Aurelio Zen will not outlive End Games (Faber and Faber). That bald statement says nothing about Zen‘s state at the end of the book; rather, it acknowledges that his creator, Michael Dibdin, died before its release.

So, however End Games ends, the rich seam of Zen novels — all of which carried on their covers the subtitle legend ”An Aurelio Zen Mystery” — has ended at number 11. (The cover of which, criminally, has the misspelling Aurello.) Perhaps this last, portentously titled novel will prove the greatest mystery of them all, with those looking for clues of Dibdin’s intentions convincing themselves that scant auguries constitute hard evidence.

It is significant that the Zen books are labelled mysteries, because Dibdin defied the norms of detective fiction and, in subverting its conventions, reworked the genre. Not many crime novelists are accorded entries in The Oxford Companion to English Literature and, of those who are, few are praised as highly as Dibdin:

”He is admired for taking the crime genre into areas associated with literary fiction: his novels, characterised by their wit, pessimism and strong sense of place, explore the moral complexities of urban life, sexual behaviour and the demands and deceptions of the world of work.”

End Games speaks poignantly of the deceptions of the working world, most so when Zen thinks to himself: ”But I do have a vocation … it’s this stupid, meaningless, utterly compromised job that I try to do as well as I can.” That has been Zen’s daily struggle, for the series essentially is a profound examination of the state of the Italian State.

In this Dibdin was influenced by the Sicilian master, Leonardo Sciascia, who wrote masterly fiction that was simplistically labelled and superficially reviewed as crime fiction. In reality Sciascia was critiquing conceptions of justice and the political situation in Italy.

Of Sciascia’s novels, arguably it is To Each His Own (A ciascuno il suo, 1966) that was most inspirational. Its protagonist, the teacher Paolo Laurana, approaches the crime as a mystery to be solved, not as a matter to be reported to the police: he does not believe in the official judicial machinery any more than does Zen.

Italo Calvino wrote to Sciascia of To Each His Own: ”I have read your detective novel, which is not a detective novel, with the passion with which one reads detective novels and with the added pleasure of seeing how the detective novel is dismantled.”

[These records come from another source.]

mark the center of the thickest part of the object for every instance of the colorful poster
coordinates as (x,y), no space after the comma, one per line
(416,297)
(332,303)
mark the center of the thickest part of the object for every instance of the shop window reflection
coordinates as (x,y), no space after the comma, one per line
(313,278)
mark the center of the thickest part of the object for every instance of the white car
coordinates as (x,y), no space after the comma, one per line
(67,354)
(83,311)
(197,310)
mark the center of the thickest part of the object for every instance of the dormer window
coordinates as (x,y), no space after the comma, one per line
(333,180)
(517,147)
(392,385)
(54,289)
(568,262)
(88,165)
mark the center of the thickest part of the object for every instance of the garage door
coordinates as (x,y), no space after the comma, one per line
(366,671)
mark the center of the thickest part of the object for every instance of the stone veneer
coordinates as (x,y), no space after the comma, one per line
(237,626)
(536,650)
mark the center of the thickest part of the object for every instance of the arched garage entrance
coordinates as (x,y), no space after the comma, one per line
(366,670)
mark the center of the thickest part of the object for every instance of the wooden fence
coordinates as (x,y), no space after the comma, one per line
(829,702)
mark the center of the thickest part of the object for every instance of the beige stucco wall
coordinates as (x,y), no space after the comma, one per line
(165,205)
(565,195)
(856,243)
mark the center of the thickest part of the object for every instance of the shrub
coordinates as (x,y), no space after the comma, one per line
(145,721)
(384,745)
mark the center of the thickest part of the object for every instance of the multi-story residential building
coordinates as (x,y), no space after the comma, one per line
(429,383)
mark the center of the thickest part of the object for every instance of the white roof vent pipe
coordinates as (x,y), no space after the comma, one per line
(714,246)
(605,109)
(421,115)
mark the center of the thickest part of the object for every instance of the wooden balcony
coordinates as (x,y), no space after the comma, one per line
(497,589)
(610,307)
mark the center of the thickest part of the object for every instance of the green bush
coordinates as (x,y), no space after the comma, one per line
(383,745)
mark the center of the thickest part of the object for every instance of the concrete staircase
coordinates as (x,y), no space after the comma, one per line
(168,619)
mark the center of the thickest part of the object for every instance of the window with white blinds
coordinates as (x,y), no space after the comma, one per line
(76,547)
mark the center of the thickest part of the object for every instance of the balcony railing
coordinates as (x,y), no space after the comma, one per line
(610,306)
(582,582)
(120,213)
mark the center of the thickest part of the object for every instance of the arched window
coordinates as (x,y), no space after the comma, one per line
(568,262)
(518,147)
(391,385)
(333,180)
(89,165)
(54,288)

That experience is integral to reading Dibdin, though he is perhaps not as iconoclastic as his Sicilian totem. He is, however, as caustic.

In the later Zen novels, Dibdin is also scathingly satirical, though never dystopian.

The penultimate Back to Bologna sees the horrors of Italian celebrity TV and the absurd heights of postmodernism skewered simultaneously in a cook-off between the Singing Chef, Romano Rinaldi, and world-renowned academic Professor Edgardo Ugo (did someone say Umberto Eco?), master of post-meaning culture.

If the attack on TV is Felliniesque, End Games sees a Fellini-like film maker, Aldobrandini, revelling in the glories of a ”silver at Venice back in the 1960s” while reclining on his yacht in preparation for shooting a movie based on the Bible’s concluding section, the Book of Revelations.

The roué director is making the film for mega-rich, retired code warrior (read: computer geek) Jake Daniels. Having settled in Seattle, Dibdin perfectly captures the geek-speak, as when Jake reads a leaflet to combat transatlantic boredom and thinks: ”Linear reading! In treeware format! It was just too weird.”

In the treeware format that readers will savour in this final Dibdin, there are many pleasures. The late Dibdin style, a collage of characters and seemingly unconnected incidents, is mischievously inventive. It allows also for delicious asides, such as how to pronounce Aurelio (perhaps long overdue — as well as indicating Zen’s potential United States readership) and the pernicious effect of the southern Italian love of tomatoes on global ideas about Italian cuisine. More seriously, there is corrosive criticism of US obsessions and modus operandi. Prevailing is the sense that Dibdin believed crime novels — or his, at least — are spoilt by short-sighted focus on plot.

Zen, as always, is the outsider, come to a new part of Italy (this time it is the boot, Calabria). In other senses, it is a return to the beginning, the first Zen mystery, Ratking (1988), because a hostage has been taken. Read into that symmetry what you will, but know that in End Games, Zen and Dibdin are at their best.